Gosto de imaginar que ilhas significam-se ― fazem-se dizer por signos ― mediante barcos que se aventuram nas águas que as separam, mas também as unem: as águas podem ser oceânicas ou simples veredas, salgadas ou doces, profundas, turbulentas e mais difíceis de navegar, ou arroios cristalinos que escorrem transparentes entre pedras e vegetação de grande frescor. Os barcos, as palavras. E tudo o mais que diz respeito à palavra afeto, no sentido de afetar, atravessar. Escrever e ler são pontas de ilhas que se fazem significar ― os trajetos dependem dos barcos, das ilhas, das águas que as separam. Este blog não pretende nada, exceto lançar barcos que eventualmente alcancem outras ilhas. Barquinhos de papel.

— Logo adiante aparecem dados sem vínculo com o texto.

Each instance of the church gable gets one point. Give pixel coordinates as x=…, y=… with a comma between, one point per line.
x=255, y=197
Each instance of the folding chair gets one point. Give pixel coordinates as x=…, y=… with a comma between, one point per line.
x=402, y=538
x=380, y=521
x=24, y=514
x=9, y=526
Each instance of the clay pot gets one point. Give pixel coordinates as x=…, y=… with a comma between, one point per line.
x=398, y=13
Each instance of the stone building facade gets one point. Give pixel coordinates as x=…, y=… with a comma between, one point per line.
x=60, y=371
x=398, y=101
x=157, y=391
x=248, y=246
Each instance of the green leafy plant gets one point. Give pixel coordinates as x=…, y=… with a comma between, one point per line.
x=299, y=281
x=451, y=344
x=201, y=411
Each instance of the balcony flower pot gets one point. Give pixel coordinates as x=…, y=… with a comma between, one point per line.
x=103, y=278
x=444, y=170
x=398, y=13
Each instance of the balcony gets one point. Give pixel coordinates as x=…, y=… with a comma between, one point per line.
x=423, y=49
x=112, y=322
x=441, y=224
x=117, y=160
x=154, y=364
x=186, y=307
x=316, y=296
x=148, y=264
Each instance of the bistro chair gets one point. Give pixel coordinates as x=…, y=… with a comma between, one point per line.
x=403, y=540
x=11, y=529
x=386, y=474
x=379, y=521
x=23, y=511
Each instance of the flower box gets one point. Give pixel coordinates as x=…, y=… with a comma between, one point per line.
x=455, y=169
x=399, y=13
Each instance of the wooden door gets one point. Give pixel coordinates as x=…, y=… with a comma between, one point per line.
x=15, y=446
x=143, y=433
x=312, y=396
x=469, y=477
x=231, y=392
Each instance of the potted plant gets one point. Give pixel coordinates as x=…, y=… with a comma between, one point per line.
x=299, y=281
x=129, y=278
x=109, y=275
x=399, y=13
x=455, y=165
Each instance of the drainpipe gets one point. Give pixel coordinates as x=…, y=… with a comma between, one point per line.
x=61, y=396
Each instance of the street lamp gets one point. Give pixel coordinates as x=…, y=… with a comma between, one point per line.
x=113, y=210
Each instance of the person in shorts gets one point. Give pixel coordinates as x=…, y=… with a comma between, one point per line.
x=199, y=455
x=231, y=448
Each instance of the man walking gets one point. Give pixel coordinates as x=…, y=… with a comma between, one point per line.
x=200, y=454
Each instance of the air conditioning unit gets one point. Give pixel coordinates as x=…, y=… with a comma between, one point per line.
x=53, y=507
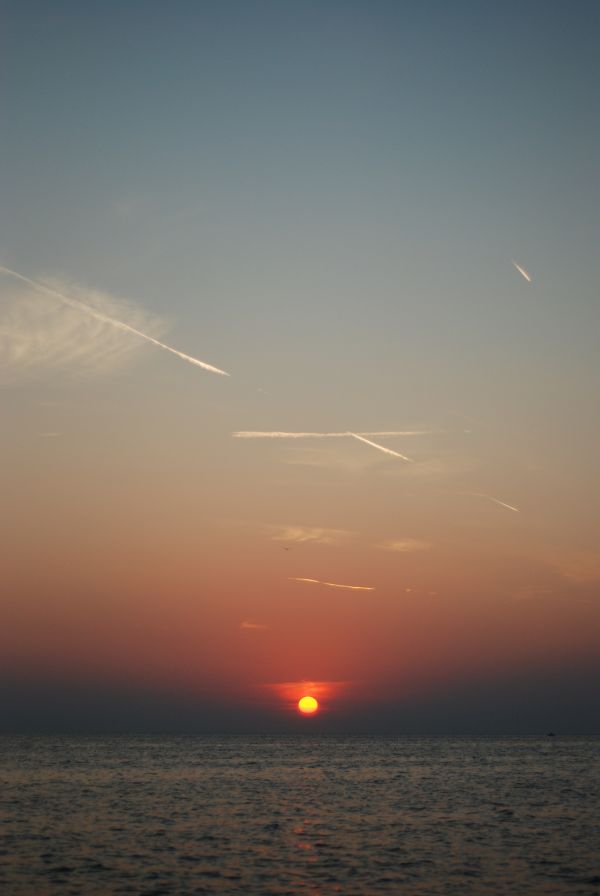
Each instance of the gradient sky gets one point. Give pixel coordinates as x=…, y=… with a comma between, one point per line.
x=326, y=200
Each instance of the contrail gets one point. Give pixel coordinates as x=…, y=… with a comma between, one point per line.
x=522, y=271
x=380, y=447
x=245, y=434
x=494, y=500
x=332, y=584
x=75, y=303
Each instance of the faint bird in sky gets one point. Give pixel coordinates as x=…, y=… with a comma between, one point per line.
x=381, y=447
x=522, y=271
x=332, y=584
x=120, y=325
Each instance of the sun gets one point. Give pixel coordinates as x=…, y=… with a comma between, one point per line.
x=308, y=705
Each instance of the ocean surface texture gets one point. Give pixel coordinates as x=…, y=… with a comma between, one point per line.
x=267, y=815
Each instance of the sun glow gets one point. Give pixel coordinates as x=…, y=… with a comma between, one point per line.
x=308, y=705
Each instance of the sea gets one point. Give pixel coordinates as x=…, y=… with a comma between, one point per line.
x=299, y=815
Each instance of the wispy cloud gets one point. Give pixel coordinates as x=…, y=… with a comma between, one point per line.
x=494, y=501
x=405, y=545
x=380, y=447
x=17, y=340
x=522, y=271
x=580, y=566
x=250, y=434
x=332, y=584
x=307, y=534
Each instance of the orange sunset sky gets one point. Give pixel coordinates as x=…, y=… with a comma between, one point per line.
x=330, y=203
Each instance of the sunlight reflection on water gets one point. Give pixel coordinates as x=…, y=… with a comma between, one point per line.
x=258, y=815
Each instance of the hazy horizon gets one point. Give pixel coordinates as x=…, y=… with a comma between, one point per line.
x=298, y=366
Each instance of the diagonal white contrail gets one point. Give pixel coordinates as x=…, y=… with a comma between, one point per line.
x=120, y=325
x=380, y=447
x=332, y=584
x=249, y=434
x=494, y=501
x=522, y=271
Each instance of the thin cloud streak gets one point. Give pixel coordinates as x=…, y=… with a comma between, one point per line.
x=494, y=501
x=405, y=545
x=248, y=434
x=381, y=447
x=307, y=534
x=103, y=318
x=522, y=271
x=332, y=584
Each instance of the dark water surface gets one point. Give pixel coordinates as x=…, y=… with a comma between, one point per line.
x=262, y=815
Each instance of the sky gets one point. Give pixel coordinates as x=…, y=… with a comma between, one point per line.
x=372, y=223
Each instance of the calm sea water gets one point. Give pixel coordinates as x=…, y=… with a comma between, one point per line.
x=292, y=815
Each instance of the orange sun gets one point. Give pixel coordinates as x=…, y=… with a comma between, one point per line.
x=308, y=705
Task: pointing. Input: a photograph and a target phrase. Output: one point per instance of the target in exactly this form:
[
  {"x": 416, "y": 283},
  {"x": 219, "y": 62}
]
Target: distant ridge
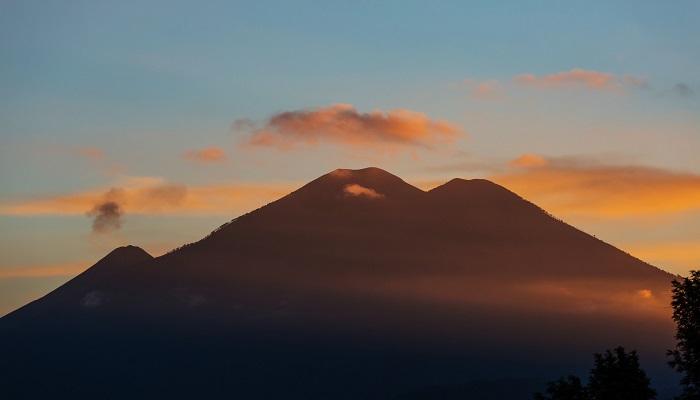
[{"x": 356, "y": 285}]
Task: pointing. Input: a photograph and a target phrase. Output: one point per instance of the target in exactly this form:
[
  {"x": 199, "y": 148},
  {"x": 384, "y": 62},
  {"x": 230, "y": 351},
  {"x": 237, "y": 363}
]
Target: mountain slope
[{"x": 359, "y": 280}]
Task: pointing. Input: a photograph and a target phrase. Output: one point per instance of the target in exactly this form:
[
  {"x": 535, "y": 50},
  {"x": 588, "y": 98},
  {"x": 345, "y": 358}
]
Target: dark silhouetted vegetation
[
  {"x": 569, "y": 388},
  {"x": 685, "y": 358},
  {"x": 615, "y": 375}
]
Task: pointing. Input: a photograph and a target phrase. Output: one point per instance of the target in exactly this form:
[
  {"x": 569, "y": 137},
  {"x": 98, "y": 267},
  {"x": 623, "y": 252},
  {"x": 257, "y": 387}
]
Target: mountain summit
[{"x": 356, "y": 285}]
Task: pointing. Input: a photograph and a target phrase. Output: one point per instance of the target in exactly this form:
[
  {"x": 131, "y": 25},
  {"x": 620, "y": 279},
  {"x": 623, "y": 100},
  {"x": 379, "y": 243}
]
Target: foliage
[
  {"x": 615, "y": 375},
  {"x": 685, "y": 358}
]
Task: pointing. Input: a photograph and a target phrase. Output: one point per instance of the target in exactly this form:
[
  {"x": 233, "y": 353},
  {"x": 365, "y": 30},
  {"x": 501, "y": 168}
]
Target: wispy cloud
[
  {"x": 42, "y": 271},
  {"x": 206, "y": 155},
  {"x": 92, "y": 153},
  {"x": 343, "y": 124},
  {"x": 588, "y": 187},
  {"x": 355, "y": 190},
  {"x": 485, "y": 90},
  {"x": 151, "y": 196},
  {"x": 683, "y": 90},
  {"x": 581, "y": 78}
]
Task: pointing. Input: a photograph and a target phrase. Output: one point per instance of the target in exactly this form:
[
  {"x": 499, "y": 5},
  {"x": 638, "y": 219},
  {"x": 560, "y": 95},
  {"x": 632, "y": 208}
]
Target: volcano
[{"x": 355, "y": 286}]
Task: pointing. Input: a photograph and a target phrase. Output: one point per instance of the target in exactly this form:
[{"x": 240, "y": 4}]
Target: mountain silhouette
[{"x": 356, "y": 285}]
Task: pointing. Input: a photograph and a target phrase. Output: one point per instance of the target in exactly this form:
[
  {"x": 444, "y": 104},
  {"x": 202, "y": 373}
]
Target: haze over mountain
[{"x": 357, "y": 285}]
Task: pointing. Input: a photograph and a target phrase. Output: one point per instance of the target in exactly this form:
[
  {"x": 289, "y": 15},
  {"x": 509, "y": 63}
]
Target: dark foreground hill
[{"x": 356, "y": 286}]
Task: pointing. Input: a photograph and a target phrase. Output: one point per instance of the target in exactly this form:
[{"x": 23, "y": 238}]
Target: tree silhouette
[
  {"x": 685, "y": 358},
  {"x": 615, "y": 375}
]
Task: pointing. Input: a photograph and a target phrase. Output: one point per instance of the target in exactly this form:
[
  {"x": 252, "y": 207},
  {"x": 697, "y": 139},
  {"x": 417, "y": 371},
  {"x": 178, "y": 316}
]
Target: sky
[{"x": 154, "y": 122}]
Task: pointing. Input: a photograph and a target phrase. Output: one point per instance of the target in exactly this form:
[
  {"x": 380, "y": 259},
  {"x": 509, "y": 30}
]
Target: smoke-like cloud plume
[{"x": 107, "y": 217}]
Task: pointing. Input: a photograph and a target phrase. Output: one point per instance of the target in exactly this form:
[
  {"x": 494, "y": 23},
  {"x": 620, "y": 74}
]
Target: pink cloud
[
  {"x": 205, "y": 155},
  {"x": 577, "y": 77},
  {"x": 343, "y": 124}
]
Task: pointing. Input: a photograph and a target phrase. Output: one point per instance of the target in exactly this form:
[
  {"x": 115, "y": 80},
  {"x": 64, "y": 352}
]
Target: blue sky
[{"x": 143, "y": 82}]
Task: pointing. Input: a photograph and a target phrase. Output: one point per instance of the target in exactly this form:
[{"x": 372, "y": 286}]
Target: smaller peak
[
  {"x": 475, "y": 191},
  {"x": 468, "y": 183},
  {"x": 130, "y": 252}
]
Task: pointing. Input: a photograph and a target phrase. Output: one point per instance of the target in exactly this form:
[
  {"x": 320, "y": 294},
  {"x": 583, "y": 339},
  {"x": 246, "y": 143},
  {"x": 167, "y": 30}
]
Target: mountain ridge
[{"x": 373, "y": 281}]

sexta-feira, 23 de dezembro de 2011

millôr fernandes: fábulas fabulosas III

OS GASTOS DISPENSÁVEIS

Estava o homem dentro da mata, cortando a sua arvorezinha, quando ouviu o grito de socorro: “Au secours! Souvez-moi!” Imediatamente, com aquela humanidade de que todos somos feitos, pôs-se a correr. Evidentemente, com aquela humanidade de que todos somos feitos, na direção contrária ao grito do socorro. Mas, por isso ou por aquilo, foi dar exatamente no local de onde partiam os gritos de socorro. Numa pequena clareira se lhe deparou então um quadro horrível: um homem, ou melhor, um camponês, lutando braço a braço com uma fera. Sentada numa pedra, com um rifle na mão, uma mulher, aparentemente mulher do camponês, contemplava a luta, pitando o seu pito. Sem saber como agir o homem avançou para os dois que lutavam, logo recuou, logo tentou avançar de novo, recuou de novo e, sem ter o que fazer, atarantado, voltou-se para a mulher e berrou: “Que faz você aí, mulher dos infernos? Por que fica assim, sem fazer nada? Por que não atira? Vamos, atire!” E a mulher, pitando seu pito, respondeu então: “Calma. Calma, homem! Pode ser que a fera me economize uma bala.”

MORAL: Os nossos pontos de vista não são necessariamente os alheios.

 Millôr Fernandes. Fábulas fabulosas. 15.ed. Rio de Janeiro: Nórdica, 1999, p.41-42.